Estamos a pensar nos agricultores, estamos a pensar nos pescadores, que aguardam com expectativa a concretização de algumas medidas que estão perspetivadas.

Sr. Primeiro-Ministro, isto significa também a necessidade da valorização dos salários, do combate à precariedade, da reposição de direitos laborais por alteração das leis de trabalho, a defesa do desenvolvimento qualitativo dos sistemas de saúde, do ensino e da segurança social.

Estas são questões importantes para um crescimento económico sustentável, sobre os quais é importante também ouvir o Governo.

2ª Intervenção

Sr. Presidente,
Sr.

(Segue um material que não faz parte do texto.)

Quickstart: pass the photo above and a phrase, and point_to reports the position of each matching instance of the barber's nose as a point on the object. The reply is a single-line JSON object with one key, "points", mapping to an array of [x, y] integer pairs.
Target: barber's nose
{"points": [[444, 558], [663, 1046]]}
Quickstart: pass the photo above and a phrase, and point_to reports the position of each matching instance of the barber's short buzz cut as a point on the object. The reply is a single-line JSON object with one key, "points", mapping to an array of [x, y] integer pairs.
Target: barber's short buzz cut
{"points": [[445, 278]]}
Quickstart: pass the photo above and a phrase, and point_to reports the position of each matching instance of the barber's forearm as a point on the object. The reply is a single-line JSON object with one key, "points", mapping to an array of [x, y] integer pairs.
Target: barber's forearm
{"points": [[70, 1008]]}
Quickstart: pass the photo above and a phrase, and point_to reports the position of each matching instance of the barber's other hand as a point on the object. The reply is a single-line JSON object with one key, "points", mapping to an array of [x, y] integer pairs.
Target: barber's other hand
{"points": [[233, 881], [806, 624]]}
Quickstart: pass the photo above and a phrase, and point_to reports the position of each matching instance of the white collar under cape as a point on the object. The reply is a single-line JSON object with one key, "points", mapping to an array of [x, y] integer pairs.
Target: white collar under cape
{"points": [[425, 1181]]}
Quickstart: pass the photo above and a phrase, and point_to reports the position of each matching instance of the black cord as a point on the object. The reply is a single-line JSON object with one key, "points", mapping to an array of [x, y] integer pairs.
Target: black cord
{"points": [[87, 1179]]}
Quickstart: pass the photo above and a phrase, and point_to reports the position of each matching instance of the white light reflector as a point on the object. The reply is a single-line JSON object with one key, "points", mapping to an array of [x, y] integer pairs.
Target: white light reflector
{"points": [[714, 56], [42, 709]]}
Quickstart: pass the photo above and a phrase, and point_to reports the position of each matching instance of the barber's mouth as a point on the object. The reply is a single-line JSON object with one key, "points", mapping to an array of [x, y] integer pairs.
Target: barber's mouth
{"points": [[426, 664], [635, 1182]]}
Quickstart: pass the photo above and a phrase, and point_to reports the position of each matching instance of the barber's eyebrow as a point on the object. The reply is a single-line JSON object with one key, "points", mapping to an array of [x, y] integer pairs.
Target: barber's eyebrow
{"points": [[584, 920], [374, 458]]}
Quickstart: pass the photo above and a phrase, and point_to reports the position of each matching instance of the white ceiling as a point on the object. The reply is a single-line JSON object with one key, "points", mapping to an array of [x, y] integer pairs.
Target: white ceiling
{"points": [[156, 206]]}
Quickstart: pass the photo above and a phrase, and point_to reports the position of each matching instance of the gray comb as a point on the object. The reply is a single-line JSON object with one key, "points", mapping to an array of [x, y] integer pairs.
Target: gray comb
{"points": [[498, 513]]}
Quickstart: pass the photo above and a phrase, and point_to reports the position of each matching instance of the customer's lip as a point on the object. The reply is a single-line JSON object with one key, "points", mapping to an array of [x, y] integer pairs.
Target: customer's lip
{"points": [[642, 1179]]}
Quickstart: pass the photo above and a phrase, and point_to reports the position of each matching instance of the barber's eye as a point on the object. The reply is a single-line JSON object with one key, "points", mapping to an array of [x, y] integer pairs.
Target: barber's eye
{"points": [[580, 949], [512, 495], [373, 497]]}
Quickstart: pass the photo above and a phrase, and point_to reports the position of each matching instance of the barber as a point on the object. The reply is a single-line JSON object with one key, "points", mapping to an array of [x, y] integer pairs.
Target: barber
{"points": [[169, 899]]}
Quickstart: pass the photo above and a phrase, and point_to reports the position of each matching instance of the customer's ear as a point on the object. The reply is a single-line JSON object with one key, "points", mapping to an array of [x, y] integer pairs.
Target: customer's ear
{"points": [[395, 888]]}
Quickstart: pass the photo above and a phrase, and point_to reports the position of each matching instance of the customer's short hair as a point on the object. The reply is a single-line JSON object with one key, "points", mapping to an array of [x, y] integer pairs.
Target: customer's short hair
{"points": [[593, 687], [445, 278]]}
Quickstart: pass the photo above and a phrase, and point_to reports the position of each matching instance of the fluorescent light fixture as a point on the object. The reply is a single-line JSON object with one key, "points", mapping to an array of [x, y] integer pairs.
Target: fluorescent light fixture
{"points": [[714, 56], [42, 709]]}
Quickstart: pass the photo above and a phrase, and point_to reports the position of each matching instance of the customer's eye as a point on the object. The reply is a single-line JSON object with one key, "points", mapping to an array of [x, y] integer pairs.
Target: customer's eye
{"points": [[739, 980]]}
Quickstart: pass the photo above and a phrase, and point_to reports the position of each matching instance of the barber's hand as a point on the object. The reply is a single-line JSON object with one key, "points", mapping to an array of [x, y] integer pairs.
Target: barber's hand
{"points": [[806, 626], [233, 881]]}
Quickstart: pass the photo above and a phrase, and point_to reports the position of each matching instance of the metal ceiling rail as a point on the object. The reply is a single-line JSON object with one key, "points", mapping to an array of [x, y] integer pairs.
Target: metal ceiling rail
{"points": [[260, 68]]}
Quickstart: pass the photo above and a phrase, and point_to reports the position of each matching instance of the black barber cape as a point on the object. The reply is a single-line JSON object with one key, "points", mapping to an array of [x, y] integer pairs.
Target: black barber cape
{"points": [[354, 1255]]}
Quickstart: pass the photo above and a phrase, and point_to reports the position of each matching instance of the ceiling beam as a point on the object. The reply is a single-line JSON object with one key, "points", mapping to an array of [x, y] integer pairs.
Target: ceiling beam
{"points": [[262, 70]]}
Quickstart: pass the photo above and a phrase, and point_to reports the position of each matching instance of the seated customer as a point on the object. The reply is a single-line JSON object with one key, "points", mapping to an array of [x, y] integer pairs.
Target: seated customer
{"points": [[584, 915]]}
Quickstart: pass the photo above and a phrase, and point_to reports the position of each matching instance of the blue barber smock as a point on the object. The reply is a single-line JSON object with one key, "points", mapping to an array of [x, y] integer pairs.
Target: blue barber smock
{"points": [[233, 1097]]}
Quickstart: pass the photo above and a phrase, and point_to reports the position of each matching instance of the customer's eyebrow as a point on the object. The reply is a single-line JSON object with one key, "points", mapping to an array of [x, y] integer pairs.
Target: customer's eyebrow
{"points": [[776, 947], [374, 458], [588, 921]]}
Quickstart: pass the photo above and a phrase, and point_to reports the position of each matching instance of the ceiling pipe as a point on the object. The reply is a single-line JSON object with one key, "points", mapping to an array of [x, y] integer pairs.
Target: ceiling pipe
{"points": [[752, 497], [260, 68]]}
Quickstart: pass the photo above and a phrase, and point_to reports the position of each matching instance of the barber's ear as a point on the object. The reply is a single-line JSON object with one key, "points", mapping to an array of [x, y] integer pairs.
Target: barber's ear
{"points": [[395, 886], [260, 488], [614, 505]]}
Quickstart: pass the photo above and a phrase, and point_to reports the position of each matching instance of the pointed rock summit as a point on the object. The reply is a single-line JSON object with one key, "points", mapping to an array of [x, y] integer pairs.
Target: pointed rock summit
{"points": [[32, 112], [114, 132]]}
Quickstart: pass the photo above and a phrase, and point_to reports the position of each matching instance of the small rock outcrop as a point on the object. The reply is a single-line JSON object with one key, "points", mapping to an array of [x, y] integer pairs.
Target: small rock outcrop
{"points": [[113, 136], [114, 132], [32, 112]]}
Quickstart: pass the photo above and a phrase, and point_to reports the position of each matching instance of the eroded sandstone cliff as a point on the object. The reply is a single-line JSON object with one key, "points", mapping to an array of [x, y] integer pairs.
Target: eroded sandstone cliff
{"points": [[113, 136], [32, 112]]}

Primeiro-Ministro,

Sim, existe divergência em relação não só ao tempo como ao modo nestes grandes constrangimentos que hoje existem na nossa economia, tais como a questão do peso da dívida e do serviço da dívida, a questão da necessidade de nos libertarmos da submissão ao euro, a questão, fundamental, da necessidade do controlo público dos setores estratégicos, designadamente da banca, e também na política fiscal queremos justiça fiscal e não a continuação da fraude, da evasão do grande capital a caminho de qualquer offshore.

Sobre os 10 000 milhões de euros que voaram do País para offshore, ainda é necessário apurar por completo a extensão do problema, mas o que já está claro é a confirmação da política de dois pesos e duas medidas do Governo PSD/CDS, que esmagou os trabalhadores e o povo com impostos e obrigações, enquanto deixava sair do País aqueles 10 000 milhões sem controlo tributário, sem tratar de ver se havia fraude, crime ou impostos a pagar.

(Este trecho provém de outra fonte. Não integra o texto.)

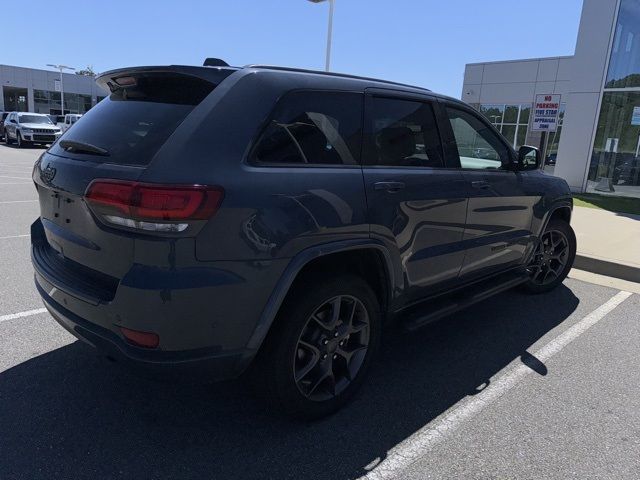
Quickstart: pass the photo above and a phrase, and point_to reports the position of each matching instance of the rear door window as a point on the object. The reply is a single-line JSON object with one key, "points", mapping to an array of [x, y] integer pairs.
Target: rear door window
{"points": [[312, 128], [134, 121], [403, 133]]}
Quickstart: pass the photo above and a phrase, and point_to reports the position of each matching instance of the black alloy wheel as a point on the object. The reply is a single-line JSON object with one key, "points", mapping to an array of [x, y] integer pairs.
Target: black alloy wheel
{"points": [[319, 350], [550, 259], [553, 257], [331, 348]]}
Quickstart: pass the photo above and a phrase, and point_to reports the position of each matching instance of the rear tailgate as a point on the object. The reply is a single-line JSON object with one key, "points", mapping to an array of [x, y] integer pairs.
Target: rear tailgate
{"points": [[116, 139]]}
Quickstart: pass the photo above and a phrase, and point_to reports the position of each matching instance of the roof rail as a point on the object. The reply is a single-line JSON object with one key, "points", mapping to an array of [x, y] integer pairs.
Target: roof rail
{"points": [[214, 62], [332, 74]]}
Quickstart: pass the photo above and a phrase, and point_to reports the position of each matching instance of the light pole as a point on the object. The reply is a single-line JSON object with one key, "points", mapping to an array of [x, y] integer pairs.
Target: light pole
{"points": [[61, 68], [329, 32]]}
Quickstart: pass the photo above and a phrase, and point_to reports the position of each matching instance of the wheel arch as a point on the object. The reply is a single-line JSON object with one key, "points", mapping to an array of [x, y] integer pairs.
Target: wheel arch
{"points": [[321, 257]]}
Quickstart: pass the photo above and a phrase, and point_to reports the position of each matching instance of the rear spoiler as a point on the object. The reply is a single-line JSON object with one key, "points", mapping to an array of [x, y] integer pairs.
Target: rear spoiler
{"points": [[215, 75]]}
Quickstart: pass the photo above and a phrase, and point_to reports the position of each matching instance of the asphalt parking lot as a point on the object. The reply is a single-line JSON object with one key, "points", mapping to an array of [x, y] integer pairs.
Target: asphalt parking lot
{"points": [[517, 387]]}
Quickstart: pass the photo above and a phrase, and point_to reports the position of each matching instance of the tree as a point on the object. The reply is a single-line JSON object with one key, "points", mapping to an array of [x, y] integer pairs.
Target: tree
{"points": [[88, 72]]}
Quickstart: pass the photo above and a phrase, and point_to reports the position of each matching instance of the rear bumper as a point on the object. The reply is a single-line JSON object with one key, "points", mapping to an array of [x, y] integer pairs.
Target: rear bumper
{"points": [[197, 364], [204, 316]]}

E digo isto, Sr. Primeiro-Ministro, porque os portugueses — e são mais do que aqueles que se possa pensar — não percebem dos mecanismos e dos esquemas que permitem esta situação, mas sentem que isto é uma pouca-vergonha, que nesta matéria o crime compensa.

Por isso mesmo, Sr. Primeiro-Ministro, consideramos que, tendo em conta este sentimento de indignação — justo — da maioria dos portugueses, é tempo de continuar a averiguar sem fugir à questão de fundo.

Bem podemos inventar mecanismos de controlo, de aperto, mas enquanto existirem os offshore, países como o nosso estão sempre a ser sangrados em vida com esta fuga de capitais, com esta fuga dos lucros ganhos aqui, no nosso País.